C'est ça notre humanité ?
Si, comme tous les français, tu passes devant ta télé plus de quatre heures par jour, il a du t'arriver, forcément (et dieu soit loué), à moins que tu ne sois un vampire assoiffé de sang, ou un serial-killer en manque de chairs tailladées, ou la réincarnation d'un bourreau nazi étudiant l'effet de la douleur sur un corps en vie, il a du t'arriver, et je te le souhaite du fond du coeur, de te demander pourquoi tant de morts défilent sur ton écran.
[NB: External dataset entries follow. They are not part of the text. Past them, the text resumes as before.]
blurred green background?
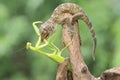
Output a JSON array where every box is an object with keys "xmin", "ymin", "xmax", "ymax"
[{"xmin": 0, "ymin": 0, "xmax": 120, "ymax": 80}]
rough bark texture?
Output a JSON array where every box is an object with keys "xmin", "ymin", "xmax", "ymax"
[{"xmin": 56, "ymin": 3, "xmax": 120, "ymax": 80}]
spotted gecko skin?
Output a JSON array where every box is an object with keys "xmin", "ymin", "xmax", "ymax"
[{"xmin": 39, "ymin": 3, "xmax": 96, "ymax": 59}]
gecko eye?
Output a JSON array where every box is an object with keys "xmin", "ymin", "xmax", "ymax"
[{"xmin": 41, "ymin": 29, "xmax": 49, "ymax": 41}]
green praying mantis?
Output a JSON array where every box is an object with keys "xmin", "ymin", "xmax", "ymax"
[{"xmin": 26, "ymin": 21, "xmax": 71, "ymax": 70}]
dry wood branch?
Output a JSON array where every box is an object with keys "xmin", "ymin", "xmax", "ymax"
[{"xmin": 63, "ymin": 14, "xmax": 94, "ymax": 80}]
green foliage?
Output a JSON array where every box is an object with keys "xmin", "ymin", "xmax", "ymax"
[{"xmin": 0, "ymin": 0, "xmax": 120, "ymax": 80}]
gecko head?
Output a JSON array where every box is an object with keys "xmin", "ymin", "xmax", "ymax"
[{"xmin": 39, "ymin": 22, "xmax": 53, "ymax": 41}]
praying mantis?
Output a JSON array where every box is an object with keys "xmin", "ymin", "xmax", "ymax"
[{"xmin": 26, "ymin": 21, "xmax": 71, "ymax": 70}]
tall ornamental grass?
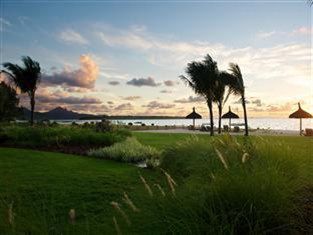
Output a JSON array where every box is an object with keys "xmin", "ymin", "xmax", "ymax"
[
  {"xmin": 88, "ymin": 138, "xmax": 160, "ymax": 166},
  {"xmin": 1, "ymin": 125, "xmax": 131, "ymax": 147}
]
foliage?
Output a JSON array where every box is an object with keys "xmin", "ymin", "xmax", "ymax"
[
  {"xmin": 0, "ymin": 133, "xmax": 313, "ymax": 234},
  {"xmin": 228, "ymin": 63, "xmax": 249, "ymax": 136},
  {"xmin": 88, "ymin": 138, "xmax": 160, "ymax": 166},
  {"xmin": 3, "ymin": 124, "xmax": 130, "ymax": 147},
  {"xmin": 0, "ymin": 82, "xmax": 19, "ymax": 121},
  {"xmin": 180, "ymin": 54, "xmax": 219, "ymax": 135},
  {"xmin": 161, "ymin": 136, "xmax": 313, "ymax": 234},
  {"xmin": 2, "ymin": 56, "xmax": 41, "ymax": 125}
]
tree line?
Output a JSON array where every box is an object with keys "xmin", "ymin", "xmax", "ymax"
[
  {"xmin": 180, "ymin": 54, "xmax": 249, "ymax": 136},
  {"xmin": 0, "ymin": 54, "xmax": 248, "ymax": 135}
]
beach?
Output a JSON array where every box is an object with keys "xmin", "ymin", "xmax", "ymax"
[{"xmin": 136, "ymin": 128, "xmax": 299, "ymax": 136}]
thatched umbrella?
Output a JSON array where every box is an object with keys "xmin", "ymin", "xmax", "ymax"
[
  {"xmin": 186, "ymin": 107, "xmax": 202, "ymax": 129},
  {"xmin": 222, "ymin": 106, "xmax": 239, "ymax": 129},
  {"xmin": 289, "ymin": 103, "xmax": 313, "ymax": 135}
]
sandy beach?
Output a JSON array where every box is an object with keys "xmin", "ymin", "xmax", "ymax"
[{"xmin": 137, "ymin": 128, "xmax": 299, "ymax": 136}]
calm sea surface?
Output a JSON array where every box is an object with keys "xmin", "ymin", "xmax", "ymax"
[{"xmin": 57, "ymin": 118, "xmax": 313, "ymax": 130}]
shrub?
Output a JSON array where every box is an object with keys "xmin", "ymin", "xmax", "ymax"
[
  {"xmin": 3, "ymin": 125, "xmax": 130, "ymax": 147},
  {"xmin": 88, "ymin": 138, "xmax": 160, "ymax": 166},
  {"xmin": 157, "ymin": 136, "xmax": 313, "ymax": 234}
]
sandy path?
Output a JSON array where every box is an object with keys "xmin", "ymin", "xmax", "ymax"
[{"xmin": 133, "ymin": 129, "xmax": 299, "ymax": 136}]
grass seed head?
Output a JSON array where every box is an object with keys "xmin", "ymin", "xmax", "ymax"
[
  {"xmin": 139, "ymin": 174, "xmax": 153, "ymax": 197},
  {"xmin": 113, "ymin": 216, "xmax": 122, "ymax": 235},
  {"xmin": 155, "ymin": 184, "xmax": 166, "ymax": 197},
  {"xmin": 68, "ymin": 209, "xmax": 76, "ymax": 224},
  {"xmin": 111, "ymin": 201, "xmax": 131, "ymax": 225},
  {"xmin": 241, "ymin": 153, "xmax": 250, "ymax": 163},
  {"xmin": 123, "ymin": 192, "xmax": 140, "ymax": 212},
  {"xmin": 214, "ymin": 148, "xmax": 228, "ymax": 170}
]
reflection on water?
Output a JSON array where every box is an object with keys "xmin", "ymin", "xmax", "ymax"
[{"xmin": 57, "ymin": 118, "xmax": 313, "ymax": 130}]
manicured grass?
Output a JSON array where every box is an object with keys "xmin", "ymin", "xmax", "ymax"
[
  {"xmin": 0, "ymin": 132, "xmax": 313, "ymax": 234},
  {"xmin": 132, "ymin": 131, "xmax": 313, "ymax": 151},
  {"xmin": 0, "ymin": 148, "xmax": 161, "ymax": 234}
]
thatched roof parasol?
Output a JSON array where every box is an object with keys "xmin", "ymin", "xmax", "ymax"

Si cela t'a quelque peu travaillé, et que ton écran n'a pas englouti jusqu'à la dernière de tes neurones dont TF1 fait son festin quotidien, probablement après un grand coup de gueule, ou un coup de sang salutaire à la vue d'un cadavre ouvert et sanguinolant que dépècent avec calme, et non sans une de ces pointes d'humour que l'on attend immanquablement de ceux qui baignent en permanence dans l'horreur de la condition humaine, sa mort si peu ragoutante sauf pour les vers de terre... Si, donc en proie à une subite crise de conscience, tu as pris le temps d'éplucher ton programme télé pour voir quelle dose de bonheur en retirer, loin des machabées dans les frigos, des violeurs d'enfants, des assassins cupides, des amants sanguinaires, alors tu n'as pas pu ne pas te rendre compte à quel point notre télé ressemble en tout point à ces arènes romaines que l'on a tant décriées.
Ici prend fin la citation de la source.